Wednesday, January 27, 2010

Copying Formulas

As we probably all know, you can use the fill-handle (small black box that appears when you hover your mouse over the lower right corner of a cell or range) to drag (and therefore, copy) a formula down the rest of the range. Now that is fine when you have just a few cells, but if the range has any significant length, “dragging” can be, well, a drag!

A better solution is to hover your mouse over the handle (you will see it turn into a crosshair) and Double-click it. Bamm! You have copied your formula down the entire range. It doesn’t matter whether the range is 3 rows or 30,000, the results are for all practical purposes, instantaneous!

Now, let’s say we have something just a bit more complex. It is important to be aware of Absolute and Relative (I know, let’s keep our relatives out of this…) references. For instance, if you want to lock into a column, put a $ sign in front of the column (e.g. $B2). If you want to lock into a row, put a $ sign in front of the row (e.g. B$2).

Make a worksheet similar to the illustration below and try constructing the following simple concatenation formula in cell B2:   =$A2&" Sales in "&B$1

Then grab the handle on cell B2 and drag it through cell E5 and watch what happens…
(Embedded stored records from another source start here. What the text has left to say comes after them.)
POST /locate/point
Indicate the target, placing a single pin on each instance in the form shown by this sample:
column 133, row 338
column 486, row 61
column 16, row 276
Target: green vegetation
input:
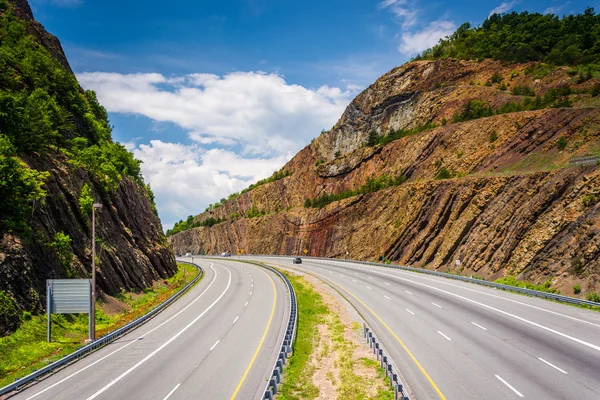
column 61, row 244
column 86, row 200
column 9, row 313
column 374, row 138
column 523, row 91
column 298, row 383
column 43, row 111
column 562, row 143
column 588, row 200
column 512, row 281
column 27, row 350
column 21, row 188
column 523, row 37
column 444, row 173
column 190, row 223
column 593, row 296
column 476, row 109
column 372, row 185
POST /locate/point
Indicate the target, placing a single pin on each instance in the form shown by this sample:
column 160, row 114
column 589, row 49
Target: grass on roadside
column 298, row 378
column 298, row 382
column 27, row 350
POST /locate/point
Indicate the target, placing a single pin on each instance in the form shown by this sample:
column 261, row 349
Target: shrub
column 474, row 109
column 496, row 78
column 9, row 313
column 562, row 143
column 443, row 173
column 86, row 200
column 593, row 296
column 523, row 91
column 61, row 244
column 588, row 200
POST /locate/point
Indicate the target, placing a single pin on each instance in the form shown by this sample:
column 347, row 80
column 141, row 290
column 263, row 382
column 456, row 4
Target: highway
column 219, row 341
column 456, row 340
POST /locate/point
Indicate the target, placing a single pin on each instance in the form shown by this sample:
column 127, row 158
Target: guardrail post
column 274, row 386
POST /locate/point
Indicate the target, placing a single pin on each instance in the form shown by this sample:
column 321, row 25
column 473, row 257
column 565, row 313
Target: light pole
column 93, row 310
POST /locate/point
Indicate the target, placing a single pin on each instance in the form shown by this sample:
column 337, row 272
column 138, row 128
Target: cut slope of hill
column 439, row 160
column 57, row 158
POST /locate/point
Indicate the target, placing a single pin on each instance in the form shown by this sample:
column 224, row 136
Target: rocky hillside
column 494, row 189
column 443, row 159
column 56, row 159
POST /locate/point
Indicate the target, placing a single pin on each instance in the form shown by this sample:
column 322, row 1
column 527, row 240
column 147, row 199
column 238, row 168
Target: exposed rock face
column 514, row 205
column 131, row 248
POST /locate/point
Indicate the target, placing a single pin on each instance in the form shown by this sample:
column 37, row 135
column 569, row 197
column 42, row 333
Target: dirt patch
column 345, row 367
column 111, row 305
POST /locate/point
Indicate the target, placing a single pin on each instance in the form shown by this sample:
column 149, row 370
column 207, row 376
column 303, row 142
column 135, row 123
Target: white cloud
column 254, row 121
column 244, row 107
column 67, row 3
column 504, row 7
column 404, row 11
column 414, row 43
column 185, row 179
column 556, row 9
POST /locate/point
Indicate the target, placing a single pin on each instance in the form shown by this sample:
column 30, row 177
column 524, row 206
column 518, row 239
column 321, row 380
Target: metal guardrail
column 386, row 364
column 585, row 160
column 529, row 292
column 104, row 340
column 288, row 342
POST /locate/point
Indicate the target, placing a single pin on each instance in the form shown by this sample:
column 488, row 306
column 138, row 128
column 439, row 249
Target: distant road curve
column 218, row 341
column 456, row 340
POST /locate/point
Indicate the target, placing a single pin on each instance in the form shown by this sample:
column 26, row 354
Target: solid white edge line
column 591, row 345
column 510, row 387
column 553, row 366
column 130, row 343
column 172, row 391
column 479, row 326
column 124, row 374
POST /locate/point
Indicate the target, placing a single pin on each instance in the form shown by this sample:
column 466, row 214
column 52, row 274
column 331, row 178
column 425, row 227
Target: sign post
column 68, row 296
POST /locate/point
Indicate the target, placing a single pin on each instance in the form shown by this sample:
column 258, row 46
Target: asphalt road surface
column 455, row 340
column 219, row 341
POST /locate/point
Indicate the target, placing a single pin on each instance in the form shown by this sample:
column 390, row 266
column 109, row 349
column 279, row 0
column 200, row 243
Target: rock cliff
column 132, row 251
column 496, row 191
Is that cool or what?!?! Go on, give it a try!

Tuesday, January 19, 2010

Insert Function Wizard

Regardless of the version of Excel you may be using, the Insert Function Wizard can be a very helpful in performing a bit of magic when you need it. The magic it provides is translating your wishes into dreams come true (well, that is overstating it, but I think you will see my point).
Let’s face it, there are times when you may think that Excel has a Function that you can use in a formula, but you don’t know what it is called or how to use it. You can describe it, but what Excel calls it is simply a mystery. The solution is (a little magic music here…) the Function Wizard!

Just go to the icon that looks like an fx on your toolbar (or the Insert Function under Formulas if you are using Excel 2007), and type a brief description of what you want to do. For instance, let’s say you want to calculate what your loan payments are going to be when you buy the new car you have had your eye on. All you need to do is:

1) Pull up the Insert Function Wizard
2) Type your description in the search textbox (in this case, “loan payment”)
3) Select the function (in this instance it would be PMT)
4) Complete the Function Arguments and click OK

Presto! You have your customized function for your formula! Give it a try; it is easy and can perform a bit of magic when you need it.

Tuesday, January 12, 2010

Databases are Cool!

When it comes to maintaining the integrity and ease-of-use of reports over a length of time, nothing makes life for the Excel user more trouble-free and uncomplicated than using a well-constructed database and a few simple formulas. Creating a good database can solve a lot of miserable problems in Excel (I am sure most of us have seen how reports can build up to many, many pages, negatively impacting their usefulness).

Although setting up and maintaining a viable database is quite simple, there are a few basic principles by which you should abide. Let’s look at three simple rules:

1) When you first set up a database, be sure to include data in its most granular form. Each column should be characterized by conveniently small and independent parts. For instance, do not create a single column (or “Field” as it is commonly referred to) using a person’s full name. Use separate fields for first, middle, and last names. The same applies to locations, where it is best to separate city and state for instance.

By doing this, you simplify extracting specific data for your reports.

2) Eliminate any blank records, (a row is a record in a database), as well as any blank cells. Use “N/A” or similar notation for any cells in your database.

3) Finally, and very importantly, do not include any calculated fields in your database. The purpose of a database is to store data, not provide any computed information (that is what your linked reports are for).

Okay, you say, what do we do with this database? That is where the fun begins! Next week we will look at how to use some basic database formulas that will make your Excel life soooooo easy! (And that, as Martha Stewart would say, “Is a Good Thing”)

Wednesday, January 6, 2010

Paste Special Revisited

Back last June we took a look at how you can use Paste Special to preserve cells’ Values (rather than formulas).

Whereas that is cool, Paste Special has other valuable tricks! Here are a couple of my favorites:

1) Let’s say you would like to Multiply (works for other arithmetic functions as well) a range of cells by a certain value (For instance, perhaps you would like to increase all of your projections by 10%). Simply do the following:

a) Enter the value you wish to have as a multiplier (e.g. 1.10) in a cell, right-click with your mouse and copy it.
b) Select the range you wish to multiply, right-click and choose Paste Special
c) From the Paste Special menu, choose Multiply, click OK and Bamm! All of your cells in the range have been increased by 10%.

2) Another favorite of mine is the Transpose option on the Paste Special menu. Let’s say that you have created a range in a column, and you now wish you had made the range a row rather than a column. Paste Special to the Rescue! Simply do the following:

a) Select the range in the Column, right-click Copy and choose your location cell where you want the Row range to begin
b) Choose Paste Special
c) Select the Transpose option box and click OK.  Bamm! Your range has been changed from a column to a row (row to column works as easily).

How Cool is That?!? As I said back in June, Paste Special is our Friend!